How much does a Singapore trip cost from India?
| Item | Estimated cost |
|---|---|
| Flights (return) | ₹22,000 |
| Hotels / stay | ₹32,000 |
| Food | ₹12,000 |
| Local transport | ₹4,000 |
| Activities & sightseeing | ₹16,000 |
| Total · 4 days | ₹86,000 |
Things to do in Singapore
Gardens by the BayThe Supertrees are the postcard — 50-metre vertical gardens that burst into a free light-and-sound show every evening — but the real magic is inside the two cooled domes: a misty Cloud Forest wrapped around an indoor waterfall, and a Flower Dome that changes with the season. Do the domes while it’s hot outside, then be at the Supertrees for the 7.45pm show. Touristy, and genuinely beautiful.
Marina Bay & the Spectra light showThe glittering heart of modern Singapore: the three-towered Marina Bay Sands, the lotus-shaped ArtScience Museum, and a waterfront promenade that frames the whole skyline. Every night the free Spectra water-and-light show fires up over the bay. Splurge on a rooftop drink if the budget allows, or just walk the promenade for free and let the city show off — it does it very well.
A hawker-centre food crawlThis is the one.

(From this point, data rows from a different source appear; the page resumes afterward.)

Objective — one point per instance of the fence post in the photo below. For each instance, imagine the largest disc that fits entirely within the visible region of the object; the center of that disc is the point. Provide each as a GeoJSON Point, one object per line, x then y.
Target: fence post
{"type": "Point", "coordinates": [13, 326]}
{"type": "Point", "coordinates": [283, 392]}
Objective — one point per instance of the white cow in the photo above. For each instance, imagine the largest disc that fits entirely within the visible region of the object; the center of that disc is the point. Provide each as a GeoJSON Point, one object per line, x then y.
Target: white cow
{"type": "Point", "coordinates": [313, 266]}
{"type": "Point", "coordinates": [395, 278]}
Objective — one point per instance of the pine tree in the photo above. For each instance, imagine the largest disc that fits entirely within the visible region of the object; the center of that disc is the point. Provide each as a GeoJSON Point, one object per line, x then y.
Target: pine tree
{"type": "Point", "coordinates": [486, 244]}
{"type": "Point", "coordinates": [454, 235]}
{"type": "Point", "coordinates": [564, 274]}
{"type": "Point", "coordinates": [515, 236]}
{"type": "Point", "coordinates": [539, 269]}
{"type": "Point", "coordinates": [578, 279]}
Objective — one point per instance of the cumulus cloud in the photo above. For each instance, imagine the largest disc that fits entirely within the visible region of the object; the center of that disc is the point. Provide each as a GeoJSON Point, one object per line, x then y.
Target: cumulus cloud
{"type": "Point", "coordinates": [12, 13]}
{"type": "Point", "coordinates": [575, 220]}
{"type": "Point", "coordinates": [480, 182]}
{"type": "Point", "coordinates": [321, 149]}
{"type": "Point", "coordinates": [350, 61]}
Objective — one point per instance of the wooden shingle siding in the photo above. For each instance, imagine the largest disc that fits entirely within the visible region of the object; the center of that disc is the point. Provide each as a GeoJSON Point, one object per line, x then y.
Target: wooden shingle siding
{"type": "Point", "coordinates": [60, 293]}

The best food in Singapore isn’t in the restaurants — it’s in the hawker centres, open-air food courts where family stalls have perfected a single dish over decades. Hunt down Hainanese chicken rice, chilli crab, char kway teow, a bowl of laksa and a roti prata, and graze across three stalls in one sitting. Lau Pa Sat, Maxwell and Old Airport Road are the famous ones. Follow the longest local queue and you can’t go wrong.
Chinatown, Little India & Kampong GlamBehind the glass towers, Singapore’s old soul lives in its heritage quarters. Chinatown for the temples and markets; Little India for flower garlands, gold and a banana-leaf meal that’ll make you homesick in the best way; and Kampong Glam for the gold-domed Sultan Mosque and the street art and cafés of Haji Lane. Walk all three in a day — they’re close, and they’re the most characterful corners of the city.